Sbrigate alcune faccende, iniziamo a girare per le gabbie del canile alla ricerca di quei cani che nel mese siano usciti di meno e che siano sufficientemente docili. Ne troviamo un primo, che prontamente battezzo con il nome di Pancrazio, che è simpaticissimo. Corre, annusa, scodinzola, abbaia. E’ il ritratto della felicità e noi ci sentiamo davvero utili. Riportato in gabbia Pancrazio, è il turno di un altro cane: nel box 71B ce n’è uno che nell’intero mese è uscito solo una volta pur essendo nell’elenco di quelli docili.
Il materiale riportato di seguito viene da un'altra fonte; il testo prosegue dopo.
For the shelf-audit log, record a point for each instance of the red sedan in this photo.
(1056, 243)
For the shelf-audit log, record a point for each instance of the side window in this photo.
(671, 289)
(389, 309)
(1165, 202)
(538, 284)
Andiamo a conoscerlo. E’ tutto nero, anche abbastanza massiccio, ma quando ci vede scodinzola e capiamo che sarà un’altra bellissima passeggiata. Madornale errore.

Il cagnone nero ribattezzato Isidoro, esce dalla gabbia come una furia e la mia compagna (poco più di 40 kg) non riesce a tenerlo. Inizia ad abbaiare a tutti i cani nelle gabbie circostanti e, soprattutto, infila il naso dentro una di queste per sfidare un molosso. L’ho già detto? Madornale errore. Io che non posso fare nulla perché non sono assicurato, vedo che il “nostro” cane sembra rimanere impigliato nella gabbia. Cane e compagna sono qualche metro più avanti: vedo delle strane strisciate di sangue. Chiamo la mia compagna ma il frastuono degli abbai copre tutte le voci. Mi avvicino e vedo che il naso del cane perde copiosamente sangue. Tragedia. Succede tutto in un attimo: arriva l’invasata (che probabilmente fiuta il sangue come gli squali), inizia a dire cose che non comprendo, ci dice di cercare un terapista, ma quello simpatico che l’altro non va bene. Continuo a non capire. Arriviamo davanti a quello che sembra un piccolo pronto soccorso canino. Esce una ragazza corpulenta – ma molto gentile – che dice di occuparsi solo dei gatti ma che per il cane ferito farà un’eccezione. Accorrono altri volontari appartenenti sia al gruppo degli entusiasti che a quello degli invasati: i primi si riconoscono perché sono molto dispiaciuti per il cane, i secondi perché stanno discutendo del decorso e della terapia. Un geniale invasato decide che il modo migliore per far stare fermo il cane è praticamente imbrigliarlo, in modo da poterlo medicare.

Il nostro Isidoro, che è buono ma non cretino, inizia a divincolarsi come Holyfield da Tyson. Fortuna che prevale la dottoressa-dei-gatti, che sentenzia: ora lo disinfetto, non è niente di grave, ma gli resterà la cicatrice. La cicatrice? Mi sento in colpa come raramente in vita mia. Inizio a fumare nervosamente e mi riprometto di non mettere mai più piede in canile, ché, in fin dei conti, è un luogo in cui i cani soffrono. Anche per colpa mia. A ripensarci a mente fredda le mie responsabilità sono pressoché nulle, ma tant’è, sul momento, mi sono sentito come Ted Bundy. Mi sono seduto in un angoletto meditando su come espiare le mie colpe, la faccia è quella che vedete qui sotto. La prossima volta che mi propongono di andare in canile, mi do alla macchia.